Zé Carioca era o modelo mais bem acabado do Brasil do “baticundum”. Até o burro Jair, em Davos.

Muito menos falante que Zé Carioca, sem qualquer carisma ou capacidade de comunicação, Jair retomou o estereótipo do Brasil opulento por suas “belezas naturais”, e carente de valores civilizados. Sem a capacidade de formular quaisquer pensamentos mais profundos, ou mesmo de dar indicações precisas de suas ideias, Jair Bolsonaro falou menos do que o entrevistador que tinha a triste missão de arrancar algo inteligente do presidente brasileiro. Em pouco mais de seis minutos de fala titubeante, desconexa, empiricamente mal formulada e totalmente frustrante, Bolsonaro falou mal do “bolivarianismo”, dos “governos anteriores”, do “viés ideológico” e hipotecou o Brasil de mais formas do que QUALQUER governo anterior.

Na fala de Bolsonaro, o Brasil é uma terra-arrasada precisando de ajuda. E para isto não apenas ele oferece nossa “opulência”, como promete “privatizar” e oferecer “oportunidades de negócios”. Nem a Cuba de Fulgêncio Batista, antes da revolução, era pintada de uma forma tão subalterna, insossa e desesperada por capital estrangeiro. Bolsonaro precisou ser lembrado, diversas vezes, pelo entrevistador de que o Brasil é a oitava economia do mundo (já foi a sexta, nos tempos de Lula), e que deveria ter algo a mais a oferecer do que “diminuir o Estado”. O sonho de Bolsonaro, contudo, é que o Brasil se torne “um dos 50 melhores países do mundo para fazer negócios”.

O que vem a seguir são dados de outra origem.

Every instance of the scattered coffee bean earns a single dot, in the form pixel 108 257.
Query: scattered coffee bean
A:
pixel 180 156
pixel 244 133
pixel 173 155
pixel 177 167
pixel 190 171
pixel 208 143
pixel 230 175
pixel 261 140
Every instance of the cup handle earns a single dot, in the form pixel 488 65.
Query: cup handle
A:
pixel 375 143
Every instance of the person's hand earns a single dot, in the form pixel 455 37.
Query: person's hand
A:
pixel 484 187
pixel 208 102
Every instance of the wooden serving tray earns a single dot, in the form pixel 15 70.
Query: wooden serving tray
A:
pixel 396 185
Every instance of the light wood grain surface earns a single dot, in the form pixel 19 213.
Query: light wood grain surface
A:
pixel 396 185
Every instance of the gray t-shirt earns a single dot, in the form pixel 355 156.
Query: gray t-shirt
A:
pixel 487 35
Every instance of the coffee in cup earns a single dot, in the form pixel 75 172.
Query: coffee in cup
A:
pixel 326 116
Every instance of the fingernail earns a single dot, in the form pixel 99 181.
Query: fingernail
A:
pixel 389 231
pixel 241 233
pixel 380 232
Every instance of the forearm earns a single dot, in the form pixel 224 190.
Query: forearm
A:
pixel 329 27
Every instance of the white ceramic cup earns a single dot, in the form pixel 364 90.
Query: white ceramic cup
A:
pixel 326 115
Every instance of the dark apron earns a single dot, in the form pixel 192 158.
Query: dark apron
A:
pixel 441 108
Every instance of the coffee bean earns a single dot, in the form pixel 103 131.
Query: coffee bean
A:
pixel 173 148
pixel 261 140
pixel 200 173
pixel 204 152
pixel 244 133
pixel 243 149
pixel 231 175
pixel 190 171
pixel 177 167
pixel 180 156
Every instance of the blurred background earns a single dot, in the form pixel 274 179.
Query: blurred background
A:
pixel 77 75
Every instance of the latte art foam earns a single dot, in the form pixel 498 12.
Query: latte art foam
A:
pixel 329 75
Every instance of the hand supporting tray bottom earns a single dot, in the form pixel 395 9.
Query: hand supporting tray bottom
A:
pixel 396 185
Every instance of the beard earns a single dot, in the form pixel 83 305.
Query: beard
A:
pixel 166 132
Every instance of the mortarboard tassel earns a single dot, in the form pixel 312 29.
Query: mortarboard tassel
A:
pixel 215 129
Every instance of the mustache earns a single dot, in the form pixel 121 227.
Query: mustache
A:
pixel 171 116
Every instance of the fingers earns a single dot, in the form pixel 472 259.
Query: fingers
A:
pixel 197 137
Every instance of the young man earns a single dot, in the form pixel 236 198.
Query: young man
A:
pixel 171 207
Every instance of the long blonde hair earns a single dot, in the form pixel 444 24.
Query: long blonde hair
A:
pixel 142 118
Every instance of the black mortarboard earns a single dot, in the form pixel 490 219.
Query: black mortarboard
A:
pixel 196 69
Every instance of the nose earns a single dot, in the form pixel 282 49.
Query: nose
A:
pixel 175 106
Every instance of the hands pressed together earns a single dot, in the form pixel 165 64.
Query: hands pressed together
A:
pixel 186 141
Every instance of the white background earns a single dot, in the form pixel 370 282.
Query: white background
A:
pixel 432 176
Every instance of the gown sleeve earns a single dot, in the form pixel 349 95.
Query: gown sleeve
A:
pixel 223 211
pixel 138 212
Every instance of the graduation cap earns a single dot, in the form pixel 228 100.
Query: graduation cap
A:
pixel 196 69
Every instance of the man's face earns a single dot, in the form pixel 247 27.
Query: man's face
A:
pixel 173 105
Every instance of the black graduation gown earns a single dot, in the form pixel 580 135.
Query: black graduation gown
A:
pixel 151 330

A revista Forbes organiza uma lista de “best countries to do business”, anualmente, baseados em entrevistas com empresários e alguns indicadores capitalistas (como inflação, renda per capita, PIB e etc.). Entre os cincoenta primeiros na lista estão a Lituânia, a Estônia, o Chipre, a Mauritânia e a Costa Rica, por exemplo. O Brasil figura na posição 73 da lista, e o sonho do atual mandatário do país é subir 23 posições na lista da revista americana.

Bolsonaro aceitou, sem qualquer reserva ou questionamento, o rótulo para o Brasil de “país corrupto”. Aceitou a ideia de que precisamos dar algo para a comunidade internacional (reformas) para dela obter “confiança” e “investimento”. Bolsonaro só não aceitou o termo “direitos humanos”, transformados na fala dele em “verdadeiros direitos humanos”. Também não aceitou a noção de que precisamos preservar nosso meio ambiente e nossa diversidade. Para Bolsonaro, agrobusiness e meio ambiente “precisam andar juntos”. “Nem pra lá, nem pra cá”, disse o empossado, num luminar momento de concatenação de duas ideias ao mesmo tempo. Foi o máximo que o entrevistador conseguiu tirar do burro que hoje ocupa o Palácio do Planalto.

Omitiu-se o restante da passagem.